Just under half a million Sri Lankan people were displaced by the tsunami that hit the island's coastline on the morning of 26 December 2004.
Nearly a year on, many are still living in refugee camps, waiting for government and aid agency help to rebuild their homes.
They have been told they may have to stay in transitional shelter for up to three years, while more permanent houses are being built.
An estimated 100,000 homes are being constructed to house Sri Lanka's tsunami victims.
Save The Children Sri Lanka has funded PhotoVoice, a London non-profit organisation, to run a five-week intensive photojournalism training workshops near Matara, in the island's southern province, to let children document their lives a year after the tsunami.

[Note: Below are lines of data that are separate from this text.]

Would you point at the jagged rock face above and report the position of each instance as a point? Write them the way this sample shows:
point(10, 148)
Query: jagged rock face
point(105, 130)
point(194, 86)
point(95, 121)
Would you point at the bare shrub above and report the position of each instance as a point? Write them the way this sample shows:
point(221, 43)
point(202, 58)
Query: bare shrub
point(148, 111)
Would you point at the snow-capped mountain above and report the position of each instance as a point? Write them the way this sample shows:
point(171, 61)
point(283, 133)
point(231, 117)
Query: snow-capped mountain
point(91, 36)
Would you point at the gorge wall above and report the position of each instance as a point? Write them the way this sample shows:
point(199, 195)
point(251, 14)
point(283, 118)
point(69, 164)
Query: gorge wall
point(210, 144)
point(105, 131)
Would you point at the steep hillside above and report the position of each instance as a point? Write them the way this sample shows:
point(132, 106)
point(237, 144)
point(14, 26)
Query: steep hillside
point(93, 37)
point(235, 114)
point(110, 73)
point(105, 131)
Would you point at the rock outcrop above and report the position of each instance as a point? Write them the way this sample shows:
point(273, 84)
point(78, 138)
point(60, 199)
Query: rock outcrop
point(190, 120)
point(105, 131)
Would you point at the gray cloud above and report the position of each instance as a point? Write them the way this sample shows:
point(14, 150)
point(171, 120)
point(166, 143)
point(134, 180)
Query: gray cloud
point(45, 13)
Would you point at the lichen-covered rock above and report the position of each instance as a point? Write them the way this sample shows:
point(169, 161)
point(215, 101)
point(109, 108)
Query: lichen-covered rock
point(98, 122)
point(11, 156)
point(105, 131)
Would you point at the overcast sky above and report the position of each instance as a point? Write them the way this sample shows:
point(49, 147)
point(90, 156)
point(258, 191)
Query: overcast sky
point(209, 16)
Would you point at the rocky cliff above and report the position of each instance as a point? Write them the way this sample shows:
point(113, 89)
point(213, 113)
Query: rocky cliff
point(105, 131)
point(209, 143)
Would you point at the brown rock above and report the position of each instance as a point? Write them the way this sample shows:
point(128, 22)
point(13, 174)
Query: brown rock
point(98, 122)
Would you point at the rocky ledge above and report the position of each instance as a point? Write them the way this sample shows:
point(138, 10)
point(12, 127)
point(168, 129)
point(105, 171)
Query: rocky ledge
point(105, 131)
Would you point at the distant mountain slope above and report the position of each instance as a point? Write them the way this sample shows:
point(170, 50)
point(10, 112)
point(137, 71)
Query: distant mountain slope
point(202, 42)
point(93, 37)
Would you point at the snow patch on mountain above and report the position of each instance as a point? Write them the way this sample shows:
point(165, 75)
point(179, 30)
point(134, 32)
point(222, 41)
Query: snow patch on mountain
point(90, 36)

Journalists David Gill and Annie Dare are teaching eight children between the ages of 12 to 18 from the coastal village of Kamburagamuwa.

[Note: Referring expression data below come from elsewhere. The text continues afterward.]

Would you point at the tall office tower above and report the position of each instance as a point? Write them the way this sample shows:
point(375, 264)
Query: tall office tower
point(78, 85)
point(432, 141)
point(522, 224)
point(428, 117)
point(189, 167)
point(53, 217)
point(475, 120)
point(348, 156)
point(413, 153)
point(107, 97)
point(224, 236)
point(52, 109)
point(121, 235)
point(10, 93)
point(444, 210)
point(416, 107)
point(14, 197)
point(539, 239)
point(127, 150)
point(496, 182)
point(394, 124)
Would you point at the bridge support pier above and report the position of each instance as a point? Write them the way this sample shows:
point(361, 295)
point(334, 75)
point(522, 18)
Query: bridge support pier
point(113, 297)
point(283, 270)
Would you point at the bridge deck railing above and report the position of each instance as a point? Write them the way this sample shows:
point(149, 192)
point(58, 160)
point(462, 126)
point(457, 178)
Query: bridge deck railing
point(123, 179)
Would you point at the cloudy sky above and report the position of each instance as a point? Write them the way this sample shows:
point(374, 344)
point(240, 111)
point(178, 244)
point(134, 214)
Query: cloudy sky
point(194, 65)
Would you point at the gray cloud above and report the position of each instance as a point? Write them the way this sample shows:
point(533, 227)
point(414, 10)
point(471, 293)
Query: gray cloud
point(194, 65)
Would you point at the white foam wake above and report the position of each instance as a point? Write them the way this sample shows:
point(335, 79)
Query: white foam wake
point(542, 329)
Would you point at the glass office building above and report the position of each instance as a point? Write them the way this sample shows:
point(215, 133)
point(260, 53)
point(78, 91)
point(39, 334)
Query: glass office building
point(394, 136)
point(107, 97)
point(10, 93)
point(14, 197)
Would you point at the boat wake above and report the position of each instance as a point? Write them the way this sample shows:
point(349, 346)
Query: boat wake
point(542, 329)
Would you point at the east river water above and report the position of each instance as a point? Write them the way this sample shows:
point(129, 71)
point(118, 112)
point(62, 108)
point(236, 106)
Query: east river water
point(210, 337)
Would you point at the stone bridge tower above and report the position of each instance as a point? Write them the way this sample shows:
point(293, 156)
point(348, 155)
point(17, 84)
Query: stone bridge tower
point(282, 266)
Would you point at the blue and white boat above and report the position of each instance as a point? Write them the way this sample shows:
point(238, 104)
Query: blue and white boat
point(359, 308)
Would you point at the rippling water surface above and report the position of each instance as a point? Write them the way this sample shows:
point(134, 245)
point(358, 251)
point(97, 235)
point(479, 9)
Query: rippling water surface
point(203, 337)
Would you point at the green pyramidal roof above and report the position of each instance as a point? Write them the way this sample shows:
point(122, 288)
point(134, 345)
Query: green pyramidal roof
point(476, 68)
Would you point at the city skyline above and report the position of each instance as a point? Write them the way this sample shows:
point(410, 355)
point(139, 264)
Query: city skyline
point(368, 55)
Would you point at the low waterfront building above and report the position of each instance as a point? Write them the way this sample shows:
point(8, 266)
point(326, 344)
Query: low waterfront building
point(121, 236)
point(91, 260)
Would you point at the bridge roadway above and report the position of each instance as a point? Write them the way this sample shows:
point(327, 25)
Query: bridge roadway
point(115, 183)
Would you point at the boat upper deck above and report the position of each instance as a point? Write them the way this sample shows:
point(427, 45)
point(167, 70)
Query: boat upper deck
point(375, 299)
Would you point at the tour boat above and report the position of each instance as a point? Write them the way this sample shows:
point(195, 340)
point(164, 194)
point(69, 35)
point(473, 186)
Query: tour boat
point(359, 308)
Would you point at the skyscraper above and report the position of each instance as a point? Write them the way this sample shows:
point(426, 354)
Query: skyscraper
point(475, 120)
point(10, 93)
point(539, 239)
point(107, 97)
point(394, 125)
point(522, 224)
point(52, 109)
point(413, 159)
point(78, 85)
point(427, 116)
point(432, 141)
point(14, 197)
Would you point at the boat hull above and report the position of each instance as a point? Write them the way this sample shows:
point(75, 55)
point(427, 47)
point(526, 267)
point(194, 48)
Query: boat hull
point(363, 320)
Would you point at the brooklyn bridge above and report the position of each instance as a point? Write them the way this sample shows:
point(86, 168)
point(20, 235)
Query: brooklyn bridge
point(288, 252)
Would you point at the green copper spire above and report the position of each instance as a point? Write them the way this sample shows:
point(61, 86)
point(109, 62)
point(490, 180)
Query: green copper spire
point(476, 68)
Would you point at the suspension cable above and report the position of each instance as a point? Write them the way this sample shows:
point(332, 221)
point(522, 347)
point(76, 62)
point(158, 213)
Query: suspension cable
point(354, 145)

Some of the group lost family members, some lost friends, some lost belongings and some lost homes.
As the anniversary of the tsunami approaches, each of these children is lucky enough to have a permanent house to call his or her own.
For the next fortnight, they are partnering families from the nearby fishing community of Talaramba.

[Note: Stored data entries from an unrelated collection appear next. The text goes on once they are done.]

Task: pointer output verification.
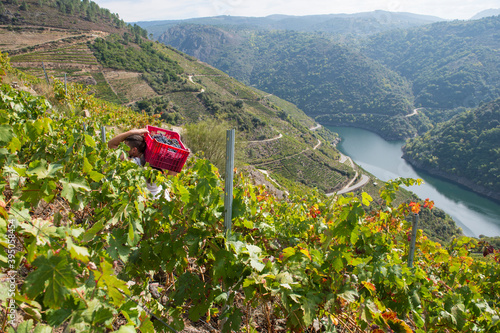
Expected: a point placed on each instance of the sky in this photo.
(151, 10)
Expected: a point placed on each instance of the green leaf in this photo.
(53, 277)
(87, 167)
(42, 329)
(89, 141)
(73, 187)
(126, 329)
(309, 305)
(367, 199)
(90, 234)
(107, 277)
(6, 134)
(77, 252)
(147, 326)
(102, 315)
(96, 176)
(24, 327)
(349, 296)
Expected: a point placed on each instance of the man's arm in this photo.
(115, 142)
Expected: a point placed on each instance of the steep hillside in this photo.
(123, 67)
(85, 247)
(464, 149)
(359, 24)
(328, 81)
(272, 134)
(451, 64)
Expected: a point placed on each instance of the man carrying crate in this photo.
(134, 139)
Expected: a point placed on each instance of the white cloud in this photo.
(148, 10)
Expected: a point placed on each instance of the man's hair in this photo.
(136, 141)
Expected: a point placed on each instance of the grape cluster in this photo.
(171, 142)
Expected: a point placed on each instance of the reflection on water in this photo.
(475, 214)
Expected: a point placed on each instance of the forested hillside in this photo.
(85, 247)
(330, 82)
(450, 64)
(119, 64)
(352, 25)
(465, 149)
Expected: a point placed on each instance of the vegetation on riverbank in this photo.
(464, 149)
(92, 251)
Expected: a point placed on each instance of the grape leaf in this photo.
(53, 277)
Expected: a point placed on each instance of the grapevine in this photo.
(104, 256)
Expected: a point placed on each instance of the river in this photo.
(473, 213)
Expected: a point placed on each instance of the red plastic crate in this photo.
(161, 155)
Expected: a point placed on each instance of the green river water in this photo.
(473, 213)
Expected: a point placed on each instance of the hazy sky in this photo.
(149, 10)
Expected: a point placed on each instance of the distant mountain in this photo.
(464, 149)
(451, 64)
(329, 81)
(486, 13)
(359, 24)
(81, 42)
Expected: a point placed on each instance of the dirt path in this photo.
(415, 112)
(267, 140)
(348, 188)
(317, 145)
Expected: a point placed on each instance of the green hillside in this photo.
(451, 64)
(86, 248)
(465, 149)
(118, 64)
(358, 24)
(330, 82)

Here they are gathering stories from and photographing the daily lives of people forced to live in an overpopulated transitional shelter made of wood and corrugated tar sheets.
In the coming weeks, Annie and David will also be training children living in the transitional camps in photography, so that they too can tell their stories. The next update on the BBC News website will include these pictures.
An exhibition of the final body of work will be exhibited in Sri Lanka at the beginning of December and also at Save the Children in London EC1 from 19 December.